Di sini termuat penjelasan, bahwa Allah tidak akan pernah mengambil ilmu dari dada manusia setelah mereka dianugerahi ilmu oleh-Nya.
Diriwayatkan oleh Abu Dawud, Jilid 4 hadits nomor 4291. Demikian juga dengan al Hakim dalam kitab al Mustadrak dan al Baihaqi dalam kitab al Ma’rifah dan didukung kebenarannya oleh Imam al Albani dalam kitab ash Shahihah miliknya hadits nomor 601, serta dalam kitab Shahih al Jami’. []
---------------
YAA SAYYIDII YAA AYYUHAL GHOUTS !
Shahihnya Hadits Mujaddid Setiap Awal 100 Tahun
Diriwayatkan oleh Al-Imam Abu Daawud As-Sijistaaniy rahimahullah :
حَدَّثَنَا سُلَيْمَانُ بْنُ دَاوُدَ الْمَهْرِيُّ أَخْبَرَنَا ابْنُ وَهْبٍ أَخْبَرَنِي سَعِيدُ بْنُ أَبِي أَيُّوبَ عَنْ شَرَاحِيلَ بْنِ يَزِيدَ الْمُعَافِرِيِّ عَنْ أَبِي عَلْقَمَةَ عَنْ أَبِي هُرَيْرَةَ فِيمَا أَعْلَمُ عَنْ رَسُولِ اللَّهِ صَلَّى اللَّهُ عَلَيْهِ وَسَلَّمَ قَالَ إِنَّ اللَّهَ يَبْعَثُ لِهَذِهِ الْأُمَّةِ عَلَى رَأْسِ كُلِّ مِائَةِ سَنَةٍ مَنْ يُجَدِّدُ لَهَا دِينَهَا
Telah menceritakan kepada kami Sulaimaan bin Daawud Al-Mahriy, telah mengkhabarkan kepada kami Ibnu Wahb, telah mengkhabarkan kepadaku Sa’iid bin Abi Ayyuub, dari Syaraahiil bin Yaziid Al-Mu’aafiriy, dari Abu ‘Alqamah, dari Abu Hurairah –radhiyallaahu ‘anhu-, yang mana aku mengetahuinya dari Rasulullah Shallallaahu ‘alaihi wasallam, beliau bersabda,
“Sesungguhnya Allah akan membangkitkan untuk umat ini di setiap awal 100 tahun, seseorang yang akan memperbaharui agama ini.”
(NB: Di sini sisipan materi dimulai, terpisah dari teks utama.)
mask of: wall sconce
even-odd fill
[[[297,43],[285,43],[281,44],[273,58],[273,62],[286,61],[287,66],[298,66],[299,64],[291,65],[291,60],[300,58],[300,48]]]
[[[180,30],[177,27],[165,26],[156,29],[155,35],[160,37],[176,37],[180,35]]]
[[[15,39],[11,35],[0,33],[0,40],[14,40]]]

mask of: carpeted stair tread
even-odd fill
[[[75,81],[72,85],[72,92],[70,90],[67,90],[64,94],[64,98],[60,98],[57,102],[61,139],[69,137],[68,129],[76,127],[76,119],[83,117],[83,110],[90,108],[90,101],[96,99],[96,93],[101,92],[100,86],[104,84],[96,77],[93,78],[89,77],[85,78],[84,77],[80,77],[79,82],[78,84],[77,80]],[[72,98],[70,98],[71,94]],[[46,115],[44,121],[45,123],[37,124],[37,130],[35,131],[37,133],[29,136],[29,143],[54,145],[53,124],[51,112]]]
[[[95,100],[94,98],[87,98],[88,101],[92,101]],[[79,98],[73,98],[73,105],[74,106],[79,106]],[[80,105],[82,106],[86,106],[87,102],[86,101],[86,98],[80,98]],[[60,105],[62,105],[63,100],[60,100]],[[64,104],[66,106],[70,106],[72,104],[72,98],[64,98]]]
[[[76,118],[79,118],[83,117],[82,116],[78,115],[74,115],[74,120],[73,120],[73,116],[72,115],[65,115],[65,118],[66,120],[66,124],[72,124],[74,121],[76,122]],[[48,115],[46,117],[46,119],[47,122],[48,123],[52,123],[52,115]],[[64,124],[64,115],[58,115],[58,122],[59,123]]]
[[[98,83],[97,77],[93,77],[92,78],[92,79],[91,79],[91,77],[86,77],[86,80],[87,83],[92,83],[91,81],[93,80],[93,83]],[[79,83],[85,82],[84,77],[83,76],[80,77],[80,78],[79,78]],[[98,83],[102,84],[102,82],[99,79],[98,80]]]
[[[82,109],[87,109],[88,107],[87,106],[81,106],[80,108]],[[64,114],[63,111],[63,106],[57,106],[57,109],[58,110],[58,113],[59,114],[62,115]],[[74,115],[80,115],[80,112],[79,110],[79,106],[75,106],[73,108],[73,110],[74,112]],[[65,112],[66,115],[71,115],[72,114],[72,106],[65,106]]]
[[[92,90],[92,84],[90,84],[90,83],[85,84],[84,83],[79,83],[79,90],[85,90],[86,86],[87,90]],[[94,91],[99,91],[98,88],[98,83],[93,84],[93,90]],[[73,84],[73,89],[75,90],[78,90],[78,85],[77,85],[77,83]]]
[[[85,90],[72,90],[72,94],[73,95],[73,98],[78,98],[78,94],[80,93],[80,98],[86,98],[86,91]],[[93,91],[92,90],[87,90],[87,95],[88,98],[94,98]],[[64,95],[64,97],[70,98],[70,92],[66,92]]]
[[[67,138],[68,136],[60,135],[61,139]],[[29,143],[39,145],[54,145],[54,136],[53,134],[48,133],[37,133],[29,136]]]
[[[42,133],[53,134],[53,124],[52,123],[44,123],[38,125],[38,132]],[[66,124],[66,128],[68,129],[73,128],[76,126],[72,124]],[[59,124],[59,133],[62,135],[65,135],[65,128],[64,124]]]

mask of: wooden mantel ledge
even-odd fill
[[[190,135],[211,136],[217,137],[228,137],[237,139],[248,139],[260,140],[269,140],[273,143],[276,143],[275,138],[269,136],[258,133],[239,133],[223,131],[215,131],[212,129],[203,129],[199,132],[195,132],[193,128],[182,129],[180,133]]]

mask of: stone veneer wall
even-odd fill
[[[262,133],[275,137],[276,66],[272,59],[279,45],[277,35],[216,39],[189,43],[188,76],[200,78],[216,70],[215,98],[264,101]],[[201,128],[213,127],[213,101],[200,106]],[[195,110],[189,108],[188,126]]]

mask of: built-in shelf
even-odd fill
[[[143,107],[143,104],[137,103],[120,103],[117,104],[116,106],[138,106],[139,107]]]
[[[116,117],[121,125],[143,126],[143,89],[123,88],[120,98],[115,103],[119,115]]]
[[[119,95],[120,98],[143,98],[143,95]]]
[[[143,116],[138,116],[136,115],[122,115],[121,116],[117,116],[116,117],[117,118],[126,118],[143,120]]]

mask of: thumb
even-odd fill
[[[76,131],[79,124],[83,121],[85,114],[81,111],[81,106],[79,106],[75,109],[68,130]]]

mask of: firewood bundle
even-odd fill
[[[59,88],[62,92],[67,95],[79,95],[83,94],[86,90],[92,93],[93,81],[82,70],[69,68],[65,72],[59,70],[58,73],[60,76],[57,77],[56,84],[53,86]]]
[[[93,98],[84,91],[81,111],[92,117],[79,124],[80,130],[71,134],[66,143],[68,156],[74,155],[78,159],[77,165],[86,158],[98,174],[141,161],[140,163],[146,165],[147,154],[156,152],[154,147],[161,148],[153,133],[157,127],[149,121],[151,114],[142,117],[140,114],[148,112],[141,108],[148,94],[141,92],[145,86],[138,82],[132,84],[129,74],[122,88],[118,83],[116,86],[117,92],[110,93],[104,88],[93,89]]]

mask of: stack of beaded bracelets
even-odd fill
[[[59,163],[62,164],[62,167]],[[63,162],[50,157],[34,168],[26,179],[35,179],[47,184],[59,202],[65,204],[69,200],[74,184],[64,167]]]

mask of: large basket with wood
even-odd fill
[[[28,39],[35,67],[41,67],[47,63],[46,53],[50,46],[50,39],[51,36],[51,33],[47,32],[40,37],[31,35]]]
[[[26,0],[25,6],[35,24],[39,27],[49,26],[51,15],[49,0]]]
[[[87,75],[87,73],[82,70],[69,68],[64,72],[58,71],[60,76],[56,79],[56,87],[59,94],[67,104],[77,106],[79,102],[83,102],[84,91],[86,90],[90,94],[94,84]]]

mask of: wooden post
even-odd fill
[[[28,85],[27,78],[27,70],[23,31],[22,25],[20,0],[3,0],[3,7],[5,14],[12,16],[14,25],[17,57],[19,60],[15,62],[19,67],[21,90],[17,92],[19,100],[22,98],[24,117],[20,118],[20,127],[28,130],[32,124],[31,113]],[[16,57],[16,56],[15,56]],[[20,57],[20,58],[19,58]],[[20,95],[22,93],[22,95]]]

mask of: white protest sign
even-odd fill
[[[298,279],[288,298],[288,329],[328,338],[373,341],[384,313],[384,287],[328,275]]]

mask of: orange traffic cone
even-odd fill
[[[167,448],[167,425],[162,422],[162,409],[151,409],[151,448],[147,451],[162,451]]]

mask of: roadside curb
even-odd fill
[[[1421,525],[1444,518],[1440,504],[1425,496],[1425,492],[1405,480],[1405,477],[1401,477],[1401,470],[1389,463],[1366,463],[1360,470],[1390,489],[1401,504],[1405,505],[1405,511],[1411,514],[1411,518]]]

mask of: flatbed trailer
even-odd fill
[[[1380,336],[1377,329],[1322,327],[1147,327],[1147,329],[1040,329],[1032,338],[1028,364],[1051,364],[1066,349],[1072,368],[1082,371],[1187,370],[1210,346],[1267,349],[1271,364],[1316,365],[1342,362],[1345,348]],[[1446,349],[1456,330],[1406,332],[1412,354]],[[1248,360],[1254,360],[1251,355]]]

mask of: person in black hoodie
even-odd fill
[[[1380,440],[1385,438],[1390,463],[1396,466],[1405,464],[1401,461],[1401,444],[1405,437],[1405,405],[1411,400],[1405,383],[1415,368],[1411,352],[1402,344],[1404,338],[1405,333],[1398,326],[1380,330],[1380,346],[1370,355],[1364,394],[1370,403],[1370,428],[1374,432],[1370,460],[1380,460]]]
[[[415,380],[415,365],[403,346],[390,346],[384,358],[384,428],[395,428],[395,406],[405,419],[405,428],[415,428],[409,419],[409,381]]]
[Sunan Abu Daawud 6/349, Daar Ar-Risaalah Al-‘Aalamiyyah]
Diriwayatkan pula oleh Ibnu ‘Adiy (Al-Kaamil fiy Adh-Dhu’afaa’ 1/205); Al-Haakim (Al-Mustadrak 4/516); Al-Baihaqiy (Ma’rifatus Sunan wal Atsaar no. 109); Ath-Thabaraaniy (Mu’jam Al-Ausath no. 6527); ‘Utsmaan Ad-Daaniy (As-Sunan Al-Waaridah no. 364); Ibnu ‘Asaakir (Tabyiin Kadzib Al-Muftariy no. 34, 35; Tarikh Madinatud Damsyik 51/338); Al-Khathiib (Taariikh Baghdaad 2/399); Al-Harawiy (Dzammul Kalaam 2/111), semua dari jalan Ibnu Wahb, dari Sa’iid bin Abu Ayyuub dan seterusnya secara marfuu’.
Disebutkan pula oleh Ibnu Katsiir dalam Thabaqaat Asy-Syaafi’iyyah 1/33 dengan sanadnya dari Al-Khathiib, dan Yuusuf Al-Mizziy dalam Tahdziibul Kamaal 12/413 dan 24/364 dengan sanadnya dari Abu Nu’aim Al-Ashbahaaniy.
Keterangan para perawi Abu Daawud :
1. Sulaimaan bin Daawud bin Hammaad bin Sa’d Al-Mahriy, Abu Ar-Rabii’ Al-Mishriy. Seorang yang tsiqah, termasuk thabaqah ke-11, wafat tahun 253 H. Dipakai Abu Daawud dan An-Nasaa’iy. [Tahdziibul Kamaal no. 2508; Taqriibut Tahdziib no. 2551]
2. ‘Abdullaah bin Wahb bin Muslim Al-Qurasyiy Al-Fihriy, Abu Muhammad Al-Mishriy Al-Faqiih. Al-Haafizh berkata bahwa ia tsiqah haafizh ‘aabid, termasuk thabaqah ke-9, wafat tahun 197 H. Dipakai Kutubus Sittah. [Taqriibut Tahdziib no. 3694]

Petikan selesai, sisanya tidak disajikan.